Este Papa decidió no solo aprobar sus posturas (principalmente su magnífica obra “Adversus Haereses: Contra las Herejías”, sino extender su fiesta, su Misa y su oficio (que celebramos el pasado 28 de Junio), a toda la Iglesia Católica. Es evidente que el Papa Benedicto XV jamás habría declarado santo—una vez más—a San Ireneo, y extender su culto a toda la Iglesia, si éste hubiera caído en una herejía. 

Los Sumos Pontífices de los últimos tiempos no han cesado de inculcar la obligación de buscar primeramente el sentido literal de los textos (cf. Encíclicas “Providentissimus Deus”, de León XIII; “Spiritus Paraclitus” de Benedicto XV y especialmente “Divino Afflante Spiritu” de Pío XII). La Iglesia obliga a que se interprete primeramente el sentido literal (como el principal, de ahí su obligatoriedad).

El mismo San Jerónimo, de quien el Papa Benedicto XV dice que también pagaba tributo a la interpretación alegórica, que dominaba en la Escuela de Alejandría, declara al respecto:

“No es posible que tantas promesas como cantaron en el sentido literal los labios de los santos profetas, queden reducidas a no ser ya otra cosa que fórmulas vacías y términos materiales de una simple figura de retórica; ellas deben, al contrario, descansar en un terreno firme” (citado por Su Santidad el Papa Benedicto XV). Llama a la interpretación literal un terreno firme.

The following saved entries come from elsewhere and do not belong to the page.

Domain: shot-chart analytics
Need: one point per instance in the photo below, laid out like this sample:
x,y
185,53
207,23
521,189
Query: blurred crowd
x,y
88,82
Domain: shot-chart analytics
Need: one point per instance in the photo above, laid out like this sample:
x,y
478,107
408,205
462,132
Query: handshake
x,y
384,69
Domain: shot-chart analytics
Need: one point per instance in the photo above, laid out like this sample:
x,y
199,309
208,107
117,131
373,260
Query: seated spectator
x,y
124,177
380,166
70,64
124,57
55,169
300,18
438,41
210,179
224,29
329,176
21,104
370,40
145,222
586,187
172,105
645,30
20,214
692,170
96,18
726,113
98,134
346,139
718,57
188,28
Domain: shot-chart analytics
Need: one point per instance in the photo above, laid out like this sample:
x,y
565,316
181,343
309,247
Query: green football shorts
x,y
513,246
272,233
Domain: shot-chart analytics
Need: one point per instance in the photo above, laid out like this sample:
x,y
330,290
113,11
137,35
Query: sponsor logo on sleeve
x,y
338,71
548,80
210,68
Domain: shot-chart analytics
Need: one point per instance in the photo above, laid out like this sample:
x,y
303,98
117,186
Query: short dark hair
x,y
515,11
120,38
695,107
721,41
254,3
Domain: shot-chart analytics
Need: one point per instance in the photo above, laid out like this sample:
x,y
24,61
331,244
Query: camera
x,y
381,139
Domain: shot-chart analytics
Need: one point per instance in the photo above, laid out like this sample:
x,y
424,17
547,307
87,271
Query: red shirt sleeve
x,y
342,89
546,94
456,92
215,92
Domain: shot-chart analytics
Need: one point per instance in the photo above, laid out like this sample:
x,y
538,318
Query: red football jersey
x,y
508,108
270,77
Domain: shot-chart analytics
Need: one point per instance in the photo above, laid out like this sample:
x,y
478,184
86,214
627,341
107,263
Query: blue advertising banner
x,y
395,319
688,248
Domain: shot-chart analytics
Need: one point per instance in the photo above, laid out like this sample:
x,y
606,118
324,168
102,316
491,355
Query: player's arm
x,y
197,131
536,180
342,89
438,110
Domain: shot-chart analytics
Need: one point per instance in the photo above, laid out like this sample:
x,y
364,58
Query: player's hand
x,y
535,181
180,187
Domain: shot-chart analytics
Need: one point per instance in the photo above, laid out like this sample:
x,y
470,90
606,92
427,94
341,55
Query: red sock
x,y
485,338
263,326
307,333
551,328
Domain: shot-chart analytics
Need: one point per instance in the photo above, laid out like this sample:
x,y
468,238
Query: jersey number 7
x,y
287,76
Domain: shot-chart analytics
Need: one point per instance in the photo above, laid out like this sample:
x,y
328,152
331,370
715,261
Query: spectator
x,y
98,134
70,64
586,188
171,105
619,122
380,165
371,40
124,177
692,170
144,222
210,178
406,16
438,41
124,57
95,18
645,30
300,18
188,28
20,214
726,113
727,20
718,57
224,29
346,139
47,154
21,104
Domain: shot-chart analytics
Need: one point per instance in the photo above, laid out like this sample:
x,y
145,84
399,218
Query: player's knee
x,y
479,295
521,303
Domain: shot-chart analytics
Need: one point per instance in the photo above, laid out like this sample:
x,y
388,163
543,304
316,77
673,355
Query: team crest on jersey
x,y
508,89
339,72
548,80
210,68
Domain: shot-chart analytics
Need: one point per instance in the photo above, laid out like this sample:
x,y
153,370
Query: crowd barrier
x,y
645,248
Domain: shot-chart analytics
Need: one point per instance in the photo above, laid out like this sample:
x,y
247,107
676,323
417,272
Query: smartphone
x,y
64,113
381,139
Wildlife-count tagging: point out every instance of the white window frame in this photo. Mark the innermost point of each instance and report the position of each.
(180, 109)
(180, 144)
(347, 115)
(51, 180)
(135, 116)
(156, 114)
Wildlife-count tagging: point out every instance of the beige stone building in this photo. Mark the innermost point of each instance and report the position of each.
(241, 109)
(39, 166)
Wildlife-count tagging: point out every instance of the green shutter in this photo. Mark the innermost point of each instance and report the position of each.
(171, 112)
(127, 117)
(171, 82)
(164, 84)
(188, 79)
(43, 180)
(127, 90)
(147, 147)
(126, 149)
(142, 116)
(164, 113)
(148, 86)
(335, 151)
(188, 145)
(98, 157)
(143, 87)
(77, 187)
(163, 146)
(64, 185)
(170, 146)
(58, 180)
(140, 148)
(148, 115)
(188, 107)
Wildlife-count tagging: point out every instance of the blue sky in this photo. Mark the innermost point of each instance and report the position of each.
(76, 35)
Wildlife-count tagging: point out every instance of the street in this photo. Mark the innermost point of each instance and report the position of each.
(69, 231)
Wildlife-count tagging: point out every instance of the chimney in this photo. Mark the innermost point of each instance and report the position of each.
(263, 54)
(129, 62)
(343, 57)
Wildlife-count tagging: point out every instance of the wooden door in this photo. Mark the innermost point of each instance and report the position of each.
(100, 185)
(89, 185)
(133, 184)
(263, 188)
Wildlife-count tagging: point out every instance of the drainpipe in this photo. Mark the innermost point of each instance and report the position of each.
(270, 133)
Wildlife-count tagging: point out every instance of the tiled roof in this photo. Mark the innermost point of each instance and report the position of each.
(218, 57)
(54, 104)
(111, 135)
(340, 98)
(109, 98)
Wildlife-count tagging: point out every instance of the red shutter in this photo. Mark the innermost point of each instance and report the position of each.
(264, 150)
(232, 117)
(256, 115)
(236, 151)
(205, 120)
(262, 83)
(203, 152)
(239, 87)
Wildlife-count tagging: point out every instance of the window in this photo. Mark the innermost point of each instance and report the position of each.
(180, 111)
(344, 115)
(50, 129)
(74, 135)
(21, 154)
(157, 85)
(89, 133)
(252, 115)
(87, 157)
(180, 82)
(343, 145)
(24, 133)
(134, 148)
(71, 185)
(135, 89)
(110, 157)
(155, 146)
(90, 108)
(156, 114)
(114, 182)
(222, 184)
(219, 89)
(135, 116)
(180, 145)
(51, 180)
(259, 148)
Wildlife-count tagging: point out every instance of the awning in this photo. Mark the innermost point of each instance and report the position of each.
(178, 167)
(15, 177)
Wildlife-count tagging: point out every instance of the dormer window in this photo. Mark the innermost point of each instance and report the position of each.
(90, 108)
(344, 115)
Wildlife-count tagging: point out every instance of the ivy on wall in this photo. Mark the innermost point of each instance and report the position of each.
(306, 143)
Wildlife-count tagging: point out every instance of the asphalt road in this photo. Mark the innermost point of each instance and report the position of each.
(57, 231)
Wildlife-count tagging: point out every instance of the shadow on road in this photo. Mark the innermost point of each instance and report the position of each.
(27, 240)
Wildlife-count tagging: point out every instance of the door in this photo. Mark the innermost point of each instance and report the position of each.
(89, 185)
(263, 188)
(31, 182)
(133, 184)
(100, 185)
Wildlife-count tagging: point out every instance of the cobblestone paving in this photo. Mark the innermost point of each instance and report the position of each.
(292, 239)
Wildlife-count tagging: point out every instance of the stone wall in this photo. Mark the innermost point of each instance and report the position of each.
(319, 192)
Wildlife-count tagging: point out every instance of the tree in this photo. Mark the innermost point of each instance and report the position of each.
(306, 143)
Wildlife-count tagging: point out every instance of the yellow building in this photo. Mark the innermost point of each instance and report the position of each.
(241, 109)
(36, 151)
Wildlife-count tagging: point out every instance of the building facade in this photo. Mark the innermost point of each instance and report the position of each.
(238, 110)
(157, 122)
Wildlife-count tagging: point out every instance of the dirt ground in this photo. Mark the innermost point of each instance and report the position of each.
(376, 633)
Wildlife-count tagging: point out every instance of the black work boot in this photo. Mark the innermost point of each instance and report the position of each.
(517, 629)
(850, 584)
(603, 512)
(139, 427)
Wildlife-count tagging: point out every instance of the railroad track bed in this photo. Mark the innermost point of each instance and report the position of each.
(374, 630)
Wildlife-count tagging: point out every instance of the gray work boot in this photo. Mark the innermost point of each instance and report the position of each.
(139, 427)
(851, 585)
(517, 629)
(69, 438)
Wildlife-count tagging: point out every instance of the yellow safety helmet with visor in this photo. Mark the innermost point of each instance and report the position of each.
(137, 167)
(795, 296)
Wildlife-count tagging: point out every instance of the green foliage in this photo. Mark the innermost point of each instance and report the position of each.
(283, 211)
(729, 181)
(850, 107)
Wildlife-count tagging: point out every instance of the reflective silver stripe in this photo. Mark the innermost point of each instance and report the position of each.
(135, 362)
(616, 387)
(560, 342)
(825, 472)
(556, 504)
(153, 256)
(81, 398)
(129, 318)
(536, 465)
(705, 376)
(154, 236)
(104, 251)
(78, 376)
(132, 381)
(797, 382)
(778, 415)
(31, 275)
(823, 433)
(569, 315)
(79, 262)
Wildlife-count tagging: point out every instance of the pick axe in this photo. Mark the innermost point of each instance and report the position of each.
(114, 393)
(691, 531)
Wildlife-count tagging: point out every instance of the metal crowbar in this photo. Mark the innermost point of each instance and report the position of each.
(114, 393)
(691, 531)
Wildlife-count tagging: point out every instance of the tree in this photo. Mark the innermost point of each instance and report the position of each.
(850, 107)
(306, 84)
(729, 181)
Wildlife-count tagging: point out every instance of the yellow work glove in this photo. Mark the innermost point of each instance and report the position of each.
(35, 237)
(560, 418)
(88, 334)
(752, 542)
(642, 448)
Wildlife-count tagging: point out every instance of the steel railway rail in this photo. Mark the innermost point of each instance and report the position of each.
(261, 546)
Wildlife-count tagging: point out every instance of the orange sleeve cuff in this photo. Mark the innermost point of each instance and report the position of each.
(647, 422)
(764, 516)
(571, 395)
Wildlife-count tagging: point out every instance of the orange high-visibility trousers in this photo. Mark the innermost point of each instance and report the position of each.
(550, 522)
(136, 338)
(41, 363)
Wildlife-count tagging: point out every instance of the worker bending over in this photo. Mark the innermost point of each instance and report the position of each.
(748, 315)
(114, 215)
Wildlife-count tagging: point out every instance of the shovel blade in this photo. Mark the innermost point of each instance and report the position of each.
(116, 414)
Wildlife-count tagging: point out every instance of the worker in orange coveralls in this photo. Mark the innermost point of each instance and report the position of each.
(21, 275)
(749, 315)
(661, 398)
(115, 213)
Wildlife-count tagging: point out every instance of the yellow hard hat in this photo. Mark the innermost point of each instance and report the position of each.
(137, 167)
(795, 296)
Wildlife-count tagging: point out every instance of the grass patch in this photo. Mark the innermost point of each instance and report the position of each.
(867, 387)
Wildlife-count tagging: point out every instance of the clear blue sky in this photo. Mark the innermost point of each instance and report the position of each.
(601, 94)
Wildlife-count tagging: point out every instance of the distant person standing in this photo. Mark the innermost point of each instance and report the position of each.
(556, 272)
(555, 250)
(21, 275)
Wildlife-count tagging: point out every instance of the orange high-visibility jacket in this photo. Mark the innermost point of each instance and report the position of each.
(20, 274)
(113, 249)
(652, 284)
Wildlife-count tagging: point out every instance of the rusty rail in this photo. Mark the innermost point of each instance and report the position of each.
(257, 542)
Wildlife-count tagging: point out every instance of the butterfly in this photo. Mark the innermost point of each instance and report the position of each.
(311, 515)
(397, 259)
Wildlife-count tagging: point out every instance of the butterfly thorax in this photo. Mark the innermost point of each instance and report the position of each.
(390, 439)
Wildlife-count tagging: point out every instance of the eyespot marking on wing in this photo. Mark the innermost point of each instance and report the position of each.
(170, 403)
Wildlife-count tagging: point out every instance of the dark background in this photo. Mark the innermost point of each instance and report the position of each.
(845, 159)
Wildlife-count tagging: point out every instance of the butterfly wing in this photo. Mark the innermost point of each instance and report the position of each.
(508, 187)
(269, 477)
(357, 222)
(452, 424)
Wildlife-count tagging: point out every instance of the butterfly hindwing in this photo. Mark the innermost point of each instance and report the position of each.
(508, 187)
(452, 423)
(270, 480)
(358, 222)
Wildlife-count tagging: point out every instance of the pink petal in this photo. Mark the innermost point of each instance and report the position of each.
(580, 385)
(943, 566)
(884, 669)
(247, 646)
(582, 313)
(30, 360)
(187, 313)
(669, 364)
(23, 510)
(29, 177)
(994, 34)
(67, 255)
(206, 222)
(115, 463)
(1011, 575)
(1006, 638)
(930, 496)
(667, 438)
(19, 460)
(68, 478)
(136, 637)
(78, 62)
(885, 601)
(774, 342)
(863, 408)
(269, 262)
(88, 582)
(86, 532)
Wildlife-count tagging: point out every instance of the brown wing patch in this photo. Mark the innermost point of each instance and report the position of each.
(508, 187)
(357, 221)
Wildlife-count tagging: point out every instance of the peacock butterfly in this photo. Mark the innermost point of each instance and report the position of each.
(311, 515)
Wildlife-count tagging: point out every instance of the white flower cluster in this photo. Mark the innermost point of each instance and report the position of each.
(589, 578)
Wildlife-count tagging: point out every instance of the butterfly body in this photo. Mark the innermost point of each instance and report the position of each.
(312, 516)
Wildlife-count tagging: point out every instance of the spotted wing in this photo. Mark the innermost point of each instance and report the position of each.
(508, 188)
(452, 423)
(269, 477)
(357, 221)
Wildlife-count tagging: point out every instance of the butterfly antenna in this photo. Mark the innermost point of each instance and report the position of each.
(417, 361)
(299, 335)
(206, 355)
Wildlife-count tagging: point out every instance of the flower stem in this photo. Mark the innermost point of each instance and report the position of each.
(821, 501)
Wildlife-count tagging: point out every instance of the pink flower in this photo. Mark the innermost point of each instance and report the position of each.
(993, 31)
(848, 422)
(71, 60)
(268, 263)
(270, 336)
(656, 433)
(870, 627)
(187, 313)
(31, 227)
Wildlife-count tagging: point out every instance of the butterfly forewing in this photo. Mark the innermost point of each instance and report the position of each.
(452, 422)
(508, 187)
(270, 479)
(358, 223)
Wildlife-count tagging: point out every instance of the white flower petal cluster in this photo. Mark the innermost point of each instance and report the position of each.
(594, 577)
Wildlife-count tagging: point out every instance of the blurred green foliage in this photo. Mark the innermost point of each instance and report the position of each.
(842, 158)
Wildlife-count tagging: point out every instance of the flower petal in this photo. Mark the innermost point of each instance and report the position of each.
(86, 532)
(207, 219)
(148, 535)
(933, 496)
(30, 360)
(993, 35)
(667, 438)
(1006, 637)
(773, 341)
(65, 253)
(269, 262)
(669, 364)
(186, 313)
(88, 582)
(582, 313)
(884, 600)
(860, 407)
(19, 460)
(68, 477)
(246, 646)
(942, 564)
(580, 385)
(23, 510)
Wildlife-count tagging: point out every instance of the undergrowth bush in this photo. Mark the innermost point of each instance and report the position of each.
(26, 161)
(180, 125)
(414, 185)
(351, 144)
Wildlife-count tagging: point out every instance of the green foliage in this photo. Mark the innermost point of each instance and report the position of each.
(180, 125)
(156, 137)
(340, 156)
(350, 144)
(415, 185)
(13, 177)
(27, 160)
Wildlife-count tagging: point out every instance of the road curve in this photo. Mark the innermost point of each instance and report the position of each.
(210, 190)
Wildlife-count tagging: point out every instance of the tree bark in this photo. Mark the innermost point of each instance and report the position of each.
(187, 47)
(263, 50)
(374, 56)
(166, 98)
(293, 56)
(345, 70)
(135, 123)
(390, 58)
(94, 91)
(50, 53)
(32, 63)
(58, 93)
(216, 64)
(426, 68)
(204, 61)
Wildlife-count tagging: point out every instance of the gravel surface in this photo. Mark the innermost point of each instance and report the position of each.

El abuso de la interpretación alegórica de las Escrituras según la fantasía de cada uno puede conducir a grandes daños, denuncia Monseñor Straubinger.

“Todas … se durmieron” (San Mateo XXV, 5). Todos los hombres de Iglesia se durmieron en el sueño de la alegoría, fueron aletargándose con el paso del tiempo, hasta que la Parusía quedase en el olvido. Ya es hora de despertar, de abrir los ojos a la realidad del prístino amor por la venida de Nuestro Señor Jesucristo y su consiguiente preparación.

Nuestra esperanza primera no es la de ser salvados, que no es lo que dice la Parábola, sino la de poder estar preparados adecuadamente para recibir a Nuestro Señor que ya viene. Debemos tener para ello una gran provisión de aceite, que es lo que engendra y vivifica nuestra misma fe (cf. Romanos X, 17).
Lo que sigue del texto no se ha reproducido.